Swvl co-founders Mostafa Eissa Kandil (left), Mahmoud Nouh (center) and Ahmed Sabbah (right) next to a Swvl bus (Photo courtesy of Swvl).
A five-year license was granted to Swvl based on a contract signed between the Land Transport Regulatory Authority (LTRA) and the company in accordance with Law 87/2018 and its bylaws, according to the statement.
Swvl was founded in 2017 in Egypt as a mass transit solutions start-up.
In 2019, the company moved headquarters to Dubai as part of a global expansion plan.

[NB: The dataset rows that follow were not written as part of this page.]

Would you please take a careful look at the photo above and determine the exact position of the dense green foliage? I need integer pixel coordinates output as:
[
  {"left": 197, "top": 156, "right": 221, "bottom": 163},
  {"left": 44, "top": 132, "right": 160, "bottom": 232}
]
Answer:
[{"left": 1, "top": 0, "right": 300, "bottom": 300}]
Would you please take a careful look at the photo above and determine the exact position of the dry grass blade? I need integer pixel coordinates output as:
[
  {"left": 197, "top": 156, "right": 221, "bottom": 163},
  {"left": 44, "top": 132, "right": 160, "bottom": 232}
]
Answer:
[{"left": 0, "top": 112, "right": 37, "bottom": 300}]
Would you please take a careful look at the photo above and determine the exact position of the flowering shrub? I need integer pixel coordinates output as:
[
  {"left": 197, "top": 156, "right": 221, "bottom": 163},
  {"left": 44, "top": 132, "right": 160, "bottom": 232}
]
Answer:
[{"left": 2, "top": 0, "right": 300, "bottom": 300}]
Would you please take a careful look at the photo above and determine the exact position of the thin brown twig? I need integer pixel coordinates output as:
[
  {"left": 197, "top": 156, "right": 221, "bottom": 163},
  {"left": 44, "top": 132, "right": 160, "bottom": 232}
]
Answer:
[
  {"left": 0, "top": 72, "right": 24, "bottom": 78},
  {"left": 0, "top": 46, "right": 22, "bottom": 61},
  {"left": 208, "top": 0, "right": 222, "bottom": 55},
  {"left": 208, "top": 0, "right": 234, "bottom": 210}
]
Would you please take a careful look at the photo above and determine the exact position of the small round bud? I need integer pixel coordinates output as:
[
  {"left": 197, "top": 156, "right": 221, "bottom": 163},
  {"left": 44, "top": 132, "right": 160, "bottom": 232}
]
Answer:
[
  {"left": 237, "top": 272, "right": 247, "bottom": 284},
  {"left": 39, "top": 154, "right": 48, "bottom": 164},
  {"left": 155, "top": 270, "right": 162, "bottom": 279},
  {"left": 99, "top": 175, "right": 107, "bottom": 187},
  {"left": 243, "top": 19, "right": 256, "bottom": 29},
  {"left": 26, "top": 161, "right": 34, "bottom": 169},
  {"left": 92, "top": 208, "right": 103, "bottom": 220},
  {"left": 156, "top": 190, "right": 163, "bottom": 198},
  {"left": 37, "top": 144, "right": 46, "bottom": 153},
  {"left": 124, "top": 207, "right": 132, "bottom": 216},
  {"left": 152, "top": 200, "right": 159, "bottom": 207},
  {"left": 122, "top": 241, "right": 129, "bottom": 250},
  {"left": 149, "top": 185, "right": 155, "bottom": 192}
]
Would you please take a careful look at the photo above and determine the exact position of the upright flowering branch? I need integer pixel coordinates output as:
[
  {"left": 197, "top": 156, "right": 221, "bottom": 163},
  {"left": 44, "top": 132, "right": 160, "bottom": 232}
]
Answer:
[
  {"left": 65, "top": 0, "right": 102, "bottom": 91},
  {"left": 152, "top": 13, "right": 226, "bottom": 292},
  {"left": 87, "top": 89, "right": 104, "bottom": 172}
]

In April 2022, following a $1.5 million merger deal with the New York-based Queen’s Gambit Growth Capital, Swvl began trading on the NASDAQ exchange.
In the works
Other popular ride-hailing apps operating in Egypt such as Uber, Careem, Indrive and DiDi have been working in the market under temporary arrangements with the authorities, but that could change soon.
“Uber and Careem, who have been operating under temporary legal arrangements, are currently finalizing requirements to obtain licenses similar to the one granted to Swvl,” the Head of the LTRA Sayyed Metwally told Ahram Online that
“InDrive and DiDi are taking initial steps in the process of obtaining licenses,” Metwally added.
In 2019, Uber and Careem, which had been operating in the country without proper licenses since entering the market in 2014, legalised their status following decrees issued by the authorities regulating operations of ride-hailing companies.
Meanwhile, Minister of Transport Kamel El-Wazir emphasized that the agreement between the LTRA and Swvl represents an important step towards regulating the work of transport companies which use advanced technologies, according to the ministry’s statement.
This agreement with Swvl will reduce carbon emissions in the country in line with the government goal of achieving sustainable development and also attract new investments into the transport sector, El-Wazir added.